We are going to navigate a bit in the video game world to understand Deep Learning a little better, since AI has entered the field of video games both as a player (as we mentioned before), and as a programmer and designer. If you follow the advances of the industry, NVIDIA has been gaining notoriety for different technologies among which is its DLSS (Deep Learning Super Sampling) system, an Artificial Intelligence that is capable of rescaling images.

DLSS comparison

The function of DLSS is to transform an image from FullHD (1080p) to UltraHD (4k) to be able to play the most demanding titles with better frame rates. At first, users complained that the images looked blurry and out of focus, but just a few months later the results are great.

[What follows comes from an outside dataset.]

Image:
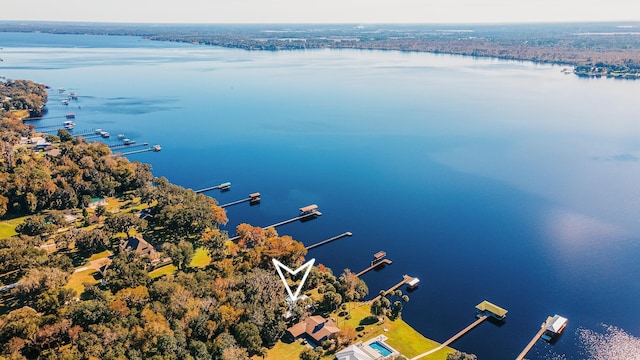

This is thanks to Deep Learning, a system through which Artificial Intelligence learns with practice and error. In the case of DLSS, NVIDIA Intelligence was continuously analyzing images in UltraHD resolution and trying to recreate them using a FullHD image as a basis. In other words, it is as if they gave you a quarter of an image and you had to fill in the gaps that you don't know. Deep Learning is a type of system belonging to what is called Machine Learning or Automatic Learning in Spanish.

Machine Learning and Deep Learning

Machine Learning could be classified as the foundation stone of Artificial Intelligence. These are different sets of algorithms that are often used for machines to learn tasks, among other things. For example, recognizing an image, playing chess or detecting moods are challenges that can be learned and different types of algorithms are used depending on the challenge.

Machine Learning is said to be the set of algorithms that allow a machine to learn from the experience it is accumulating. On the other hand, Deep Learning focuses on learning with heterogeneous inputs. Both disciplines are being developed and studied with energy since the future of Artificial Intelligence is uncertain.

The future of Artificial Intelligence

From our perspective, the possibilities of Artificial Intelligence seem endless. We still don't know what our limit is and we are already working on creating another being similar to us, but what can we expect in the future?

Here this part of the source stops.